At that moment, Helen appeared behind them. She was out of breath, red-cheeked, and agitated-looking.

"He wasn't lying" she said. "He really did it."

"Who?" asked Laurence.

"Ferryman. Or whatever his name might be. As I was walking up here the bus passed me and drove away."

"It did?" asked Karla, now beginning to sound panicked.

"He saw me, too" said Helen. "He slowed down, slid down the window, and said: Don't forget your Monstrous Mystery Tour card for literally thousands of concessions. Exactly those words. Then he just smiled at me, and the bus drove away."

3 comments:

  1. "Sooner rather than later" was rather an understatement. And the twist things have taken! Thanks for another most enjoyable (and creepy) installment!

    ReplyDelete
  2. Thanks Molly. I'm happy you liked it. I probably won't get back to it in a while.

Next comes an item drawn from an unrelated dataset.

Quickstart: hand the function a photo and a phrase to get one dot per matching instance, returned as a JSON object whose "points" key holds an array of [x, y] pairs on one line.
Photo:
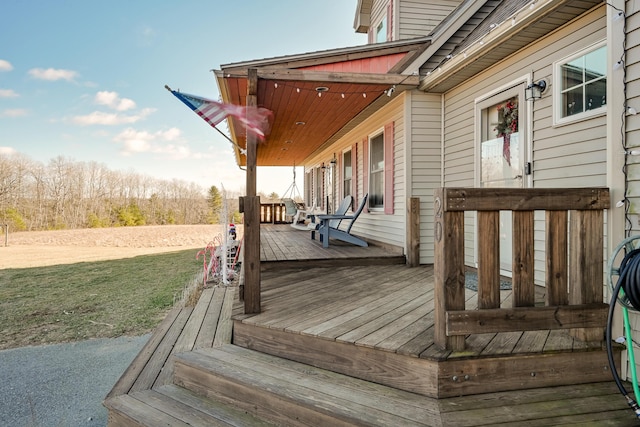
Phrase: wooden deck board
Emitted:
{"points": [[208, 331], [129, 377], [152, 369]]}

    This chapter actually exemplifies my biggest problem with fiction, both reading and writing it. I hate writing anything describing a physical action, such as my characters running to find the source of the screaming. I hate reading such passages too. I suffer with Frodo and Sam all the way to Mordor, and not in a good way. The Stand by Stephen King might be the best novel I've ever read, but the long account of the trek across the country-- though admirable in its ambition and scale-- is SO tedious. I mean, what do you do? You can't exactly say, "Ten minutes later" or "Ten days later" or "Ten months later", but it seems that you are just trying to give a sense of duration, of time passing.

    Well, maybe some people love such passages. People love descriptive writing, don't they? I hate them. But then, I'm a deeply indoorsy person. My ideal novel would be all ideas and dialogue.

    (But before anyone jumps to the conclusion that I'm a sluggard, I do love playing sports, and I am the fastest walker I know. I just hate reading about physical activity.)

    ReplyDelete
  3. Though I must admit, I don't share a good deal of your distaste for description in the Lord of the Rings (one of my favourite pieces of writing in the world is the first half of the chapter "Of Herbs and Stewed Rabbit," which is pretty heavily descriptive, perhaps even gratuitously so), I am well aware that that is quite subjective taste. On the other hand, I enjoy a good swashbuckler, or a Western with a comfortable bar-room brawl--the idea of the thing--but I quickly run out of patience in those bits where a fight is being minutely described. I am left with the impression that it just took a man a couple of pages to write "He tried to punch the other guy in the nose, and was foiled." Though, quite possibly to those better trained in fencing or pugilism than I would appreciate these details. Any road, I think you kept the action in the tale above moving quite nicely, and it kept to the topic of the story rather than any incidental movement therein.